Joe from Jacksonville:
Some guy denied that I was a "Jolly good fellow," so I punched his lights out. (What would you have done?)
John: Given the facts at my disposal, I'd say you made the right call.
Frank from Knoxville,TN:
Zero compensatory picks. That has to sting a little considering how many veteran guys the Jags lost, with a couple of them (Knighton and Smith) excelling for their new team. This makes the few trades DC was able to swing to acquire more picks look even better.
John: It really doesn't sting. Terrance Knighton signed with the Broncos, but it wasn't a huge contract and Daryl Smith's departure didn't count in the formula because he signed with the Ravens after June 1.
Patrick from Jacksonville:
What's the big deal with players looking the part? Bridgewater is skinny, and Manziel is small but both have had success at thequarterback position in some big-time college games.
John: I'll hold my breath and wait for the can of worms this opens, but hey … what's the offseason for if not for worm-can opening? Yes, Bridgewater and Manziel performed well in some big-time games, but that doesn't always translate to the NFL. There are concerns about each player that not only could prevent the Jaguars from drafting them, but could cause them to slip in the draft significantly. I said, "could," not "will," but the possibility exists. Now, talk amongst yourselves …
Andrew from Toledo, OH:
Do you think the Jaguars' third pick will be used to select a player that everyone is talking about or do you think they could take a wild-card player? Such as wide receiver Mike Evans or defensive tackle Aaron Donald?

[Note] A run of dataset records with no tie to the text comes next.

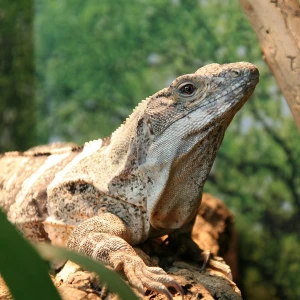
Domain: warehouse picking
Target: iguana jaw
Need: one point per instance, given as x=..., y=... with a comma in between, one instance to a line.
x=180, y=158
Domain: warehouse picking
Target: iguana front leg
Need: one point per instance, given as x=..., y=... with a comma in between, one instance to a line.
x=106, y=238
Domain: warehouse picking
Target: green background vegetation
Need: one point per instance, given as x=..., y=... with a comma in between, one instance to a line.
x=95, y=60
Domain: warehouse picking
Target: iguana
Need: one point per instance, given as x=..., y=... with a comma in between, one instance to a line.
x=143, y=181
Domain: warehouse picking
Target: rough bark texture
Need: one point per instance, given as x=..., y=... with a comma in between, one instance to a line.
x=213, y=230
x=277, y=25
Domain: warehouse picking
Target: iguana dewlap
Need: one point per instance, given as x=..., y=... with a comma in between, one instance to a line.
x=144, y=181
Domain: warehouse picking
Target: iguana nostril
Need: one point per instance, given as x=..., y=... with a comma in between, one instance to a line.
x=254, y=73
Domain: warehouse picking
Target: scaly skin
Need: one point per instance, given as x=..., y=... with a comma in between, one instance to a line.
x=144, y=181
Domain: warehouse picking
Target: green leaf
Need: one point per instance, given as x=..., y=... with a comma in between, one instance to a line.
x=23, y=270
x=114, y=282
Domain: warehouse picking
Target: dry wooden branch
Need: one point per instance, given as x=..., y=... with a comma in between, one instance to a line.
x=277, y=25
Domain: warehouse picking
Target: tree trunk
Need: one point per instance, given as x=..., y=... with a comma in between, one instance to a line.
x=277, y=26
x=17, y=117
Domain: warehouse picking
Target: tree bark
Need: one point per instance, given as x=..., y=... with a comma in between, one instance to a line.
x=277, y=26
x=17, y=107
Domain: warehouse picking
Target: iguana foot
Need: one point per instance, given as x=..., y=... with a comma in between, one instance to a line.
x=142, y=276
x=188, y=248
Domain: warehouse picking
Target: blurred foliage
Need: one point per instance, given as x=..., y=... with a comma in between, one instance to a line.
x=17, y=107
x=95, y=60
x=27, y=275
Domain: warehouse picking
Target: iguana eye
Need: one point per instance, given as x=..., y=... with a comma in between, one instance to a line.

John: Most of the mock drafts you see have the Jaguars selecting quarterbacks Blake Bortles of Central Florida, Teddy Bridgewater of Louisville, Johnny Manziel of Texas A&M, South Carolina defensive end Jadeveon Clowney, Buffalo linebacker Khalil Mack or Clemson wide receiver Sammy Watkins. It's March 26 and as of that date, I'd be surprised if it's not one of those players if the Jaguars select No. 3 overall.
Stephen from Switzerland, FL:
You were asked a question about what would happen if Henne got hurt – if we would start a rookie we just drafted. You answered, "Probably." My question is that while I know Gabbert has not been great by any means, and at times he has made some questionable on-field decisions, has he really proven to be so bad that we start a rookie over him while he is on the roster?
John: Blaine Gabbert is a member of the San Francisco 49ers.
Christian from Orlando, FL:
I'd like to share a story about our great owner if I could. I was able to go to the Thursday night win over the Texans with some friends last year. When we returned to the hotel, Mr. Khan was in the lobby. After posing for a picture, he spoke with me for 20 minutes about the Jaguars, the direction of the team, and the culture he was building. He was genuinely interested in my opinion and was extremely proud of our dedication to the team. Afterward, we all shared an elevator and he even graciously accepted a beer from my girlfriend. We could not have a more humble, passionate, or genuine person writing the checks and every Jags fan should be proud to have him as our owner
John: Hey! One fer Shad, and your story is not uncommon. He is indeed gracious and cares very much about the opinions and thoughts of Jaguars fans. Incidentally, if you think he was gracious accepting one beer, you should hang with me some time. You have no idea how gracious I can be.